Ms. Dhanyashree S Navilekar

6th sem ECE AIeMS

Abstractnow days eye diseases are common problem in all age group people starts form infant to old age. The detection and extraction of these diseases in a difficult and time consuming task, for this fundus and retinal digital images are considered, the first and foremost method is to extract vessel in fundus images. For this three methods are used supervised methods, here training set are applied to extract vessel information by pre-defined algorithms and this method is manually handled using gold std, Vessel extraction is done first before pathology algorithms is applied. In unsupervised the detection and extraction is made automatic means The training set and ground truth labeling which wont directly applicable to algorithm . Retinal vessels extraction are improving because of noninvasive imaging the retinal images also the data obtained from the structure of the vasculature and this information is necessary in the detection and, diagnosis of a fundus image retinal diseases and pathologies which includes glaucoma, hypertension, Diabetics Retina graph, and Age based Macula De- generation. These can be detected by fast segmentation algorithms.

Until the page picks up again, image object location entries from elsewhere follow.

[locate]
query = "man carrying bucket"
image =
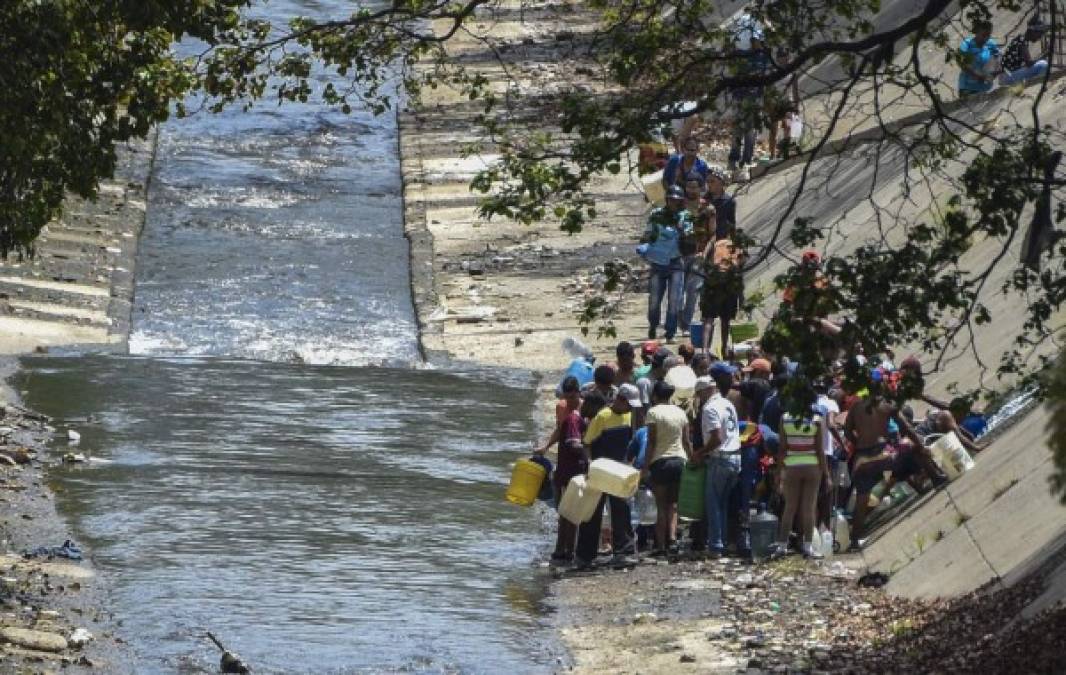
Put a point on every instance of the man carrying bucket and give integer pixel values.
(608, 435)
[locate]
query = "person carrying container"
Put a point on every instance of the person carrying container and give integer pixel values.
(721, 454)
(867, 430)
(804, 475)
(572, 461)
(609, 435)
(723, 287)
(668, 449)
(661, 247)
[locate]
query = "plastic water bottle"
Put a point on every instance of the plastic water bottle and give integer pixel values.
(841, 531)
(577, 349)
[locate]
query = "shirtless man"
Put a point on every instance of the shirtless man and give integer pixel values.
(949, 414)
(867, 428)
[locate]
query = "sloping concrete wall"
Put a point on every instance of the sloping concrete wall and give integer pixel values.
(78, 289)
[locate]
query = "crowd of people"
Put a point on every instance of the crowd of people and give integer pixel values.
(735, 424)
(733, 421)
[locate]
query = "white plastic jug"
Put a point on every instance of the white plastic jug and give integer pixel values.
(826, 542)
(646, 511)
(653, 188)
(841, 532)
(579, 501)
(816, 542)
(613, 478)
(951, 455)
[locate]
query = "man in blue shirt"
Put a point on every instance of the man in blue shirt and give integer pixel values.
(975, 53)
(666, 226)
(679, 167)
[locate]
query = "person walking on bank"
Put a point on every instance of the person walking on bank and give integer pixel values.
(723, 288)
(688, 163)
(724, 205)
(661, 247)
(721, 432)
(609, 435)
(668, 449)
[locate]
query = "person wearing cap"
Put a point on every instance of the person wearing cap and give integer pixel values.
(721, 452)
(602, 382)
(755, 389)
(669, 447)
(975, 57)
(687, 163)
(625, 364)
(648, 349)
(665, 229)
(609, 435)
(724, 204)
(693, 247)
(723, 287)
(1018, 64)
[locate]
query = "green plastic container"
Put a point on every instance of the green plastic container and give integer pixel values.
(690, 500)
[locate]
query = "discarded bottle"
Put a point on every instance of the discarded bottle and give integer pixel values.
(646, 511)
(763, 533)
(841, 531)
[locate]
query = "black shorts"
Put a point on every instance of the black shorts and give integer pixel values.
(719, 306)
(871, 464)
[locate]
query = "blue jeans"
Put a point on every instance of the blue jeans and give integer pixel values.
(742, 496)
(693, 286)
(665, 279)
(1029, 73)
(723, 472)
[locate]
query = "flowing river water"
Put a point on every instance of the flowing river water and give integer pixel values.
(275, 464)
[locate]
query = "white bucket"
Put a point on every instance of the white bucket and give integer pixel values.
(645, 508)
(613, 478)
(951, 455)
(579, 501)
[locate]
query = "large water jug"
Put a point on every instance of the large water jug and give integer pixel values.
(951, 455)
(526, 480)
(613, 478)
(645, 507)
(582, 369)
(690, 500)
(763, 527)
(579, 501)
(841, 532)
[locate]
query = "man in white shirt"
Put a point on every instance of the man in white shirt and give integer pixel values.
(721, 427)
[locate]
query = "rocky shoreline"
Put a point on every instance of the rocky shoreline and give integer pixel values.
(52, 610)
(76, 292)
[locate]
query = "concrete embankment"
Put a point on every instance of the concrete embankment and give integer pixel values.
(77, 291)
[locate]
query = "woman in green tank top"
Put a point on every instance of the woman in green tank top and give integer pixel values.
(803, 471)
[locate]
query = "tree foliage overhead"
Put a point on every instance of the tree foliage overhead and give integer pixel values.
(81, 77)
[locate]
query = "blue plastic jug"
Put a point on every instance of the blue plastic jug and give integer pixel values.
(580, 369)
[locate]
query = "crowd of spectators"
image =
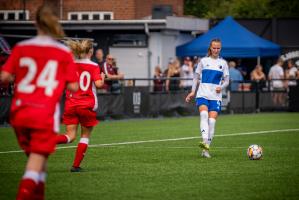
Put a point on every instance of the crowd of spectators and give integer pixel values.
(179, 77)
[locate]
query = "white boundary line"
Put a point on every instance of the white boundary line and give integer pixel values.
(166, 140)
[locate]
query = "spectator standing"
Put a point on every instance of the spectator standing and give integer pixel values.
(235, 76)
(80, 106)
(42, 67)
(158, 81)
(276, 75)
(187, 73)
(173, 75)
(291, 73)
(258, 77)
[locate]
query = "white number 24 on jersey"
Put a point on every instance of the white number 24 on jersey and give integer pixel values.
(46, 79)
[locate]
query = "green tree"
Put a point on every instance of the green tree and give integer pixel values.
(242, 8)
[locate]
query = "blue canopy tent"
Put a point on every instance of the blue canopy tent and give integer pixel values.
(237, 42)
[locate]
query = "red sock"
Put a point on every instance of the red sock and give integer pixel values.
(61, 139)
(81, 149)
(40, 191)
(26, 189)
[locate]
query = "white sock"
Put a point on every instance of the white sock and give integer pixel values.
(68, 138)
(84, 140)
(204, 125)
(42, 177)
(33, 175)
(212, 123)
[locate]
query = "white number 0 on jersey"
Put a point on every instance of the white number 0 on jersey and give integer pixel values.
(83, 75)
(46, 78)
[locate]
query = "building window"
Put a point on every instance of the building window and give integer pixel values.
(21, 16)
(96, 17)
(107, 17)
(11, 16)
(129, 40)
(90, 16)
(85, 17)
(74, 17)
(14, 15)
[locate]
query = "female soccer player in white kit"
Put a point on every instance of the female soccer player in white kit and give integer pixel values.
(213, 76)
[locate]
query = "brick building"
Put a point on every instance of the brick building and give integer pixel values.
(139, 33)
(95, 9)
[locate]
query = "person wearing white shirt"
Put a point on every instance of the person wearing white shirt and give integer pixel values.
(275, 75)
(212, 74)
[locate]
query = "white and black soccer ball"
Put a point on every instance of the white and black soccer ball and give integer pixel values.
(255, 152)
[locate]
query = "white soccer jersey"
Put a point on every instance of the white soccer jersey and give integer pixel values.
(276, 72)
(211, 73)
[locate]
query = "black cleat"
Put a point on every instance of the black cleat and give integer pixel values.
(76, 169)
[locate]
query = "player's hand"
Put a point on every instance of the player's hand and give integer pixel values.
(103, 76)
(218, 89)
(190, 96)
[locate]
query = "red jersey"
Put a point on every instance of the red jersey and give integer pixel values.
(42, 67)
(86, 96)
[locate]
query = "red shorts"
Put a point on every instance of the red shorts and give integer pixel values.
(41, 141)
(75, 115)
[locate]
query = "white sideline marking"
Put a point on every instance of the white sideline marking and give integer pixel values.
(166, 140)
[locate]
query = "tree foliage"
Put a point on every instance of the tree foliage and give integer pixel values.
(242, 8)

Keywords: Age-based Macula De-generation; Diabetics Retina graph ; Diabetics macula edema ; Glaucoma; Hyper-tension


    Eye related vessels detection and extraction are the major pathological problem in the field of ophthalmology. The etiology of the vessel diseases are still a research area where lot of research and development are in progress. For the identification, extraction and localization of retinal fundus and retinal

    images in other format aims to divide the different retina curvature and vasculature tissues, which includes widened and narrow structures with in the retina fundus and retinal background images and other optical structures like optic-disc, exudates, macular, fovea and lesion. Research and Development of more than two decades, the techniques with innovative and fast approaches are applied with computerized methods applicable to localizing and segmentation in retinal eye vessels like structure are important and its becoming more crucial and much needed to real time clinical applications. The fundus image eye retinal vessel segment methods have some common processing stages starts with preprocessing stage, midprocessing stage and postprocessing stage. The review categorizes on the basics of method used , algorithm flow and technical methods applied in the each stages. The supervised algorithm methods are to build on pre classify data, the efficiency of supervised method is superior than un-supervised methods which produces a accurate results to good fundus retina eye images. These supervised and unsupervised methods are most commonly used image segmentation methods. Mainly describes the following 5 algorithms for analysis. The first one is threshold segmentation method. this method is most commonly used in region-based segmentation algorithms [2]. Its use is to automatically extract the normalized threshold value on the bases of certain criterion, and apply these pixels values

    according to the gray scale level to achieve required clustering. The idea of the general regional grow technique is to merge the pixel values with same properties to get the region. The Edge detection segmentation algorithm is the use of various regions of the picture element gray level or color level discontinuity in detection area of the edge to achieve fundus image segmentation [3]. In clustering segmentation the problem of setting a label to every image element in the retinal image which consists of three regions . The first is image which contains objects. Secondly give the object border. Thirdly object area in the image is marked with a partial picture element [5].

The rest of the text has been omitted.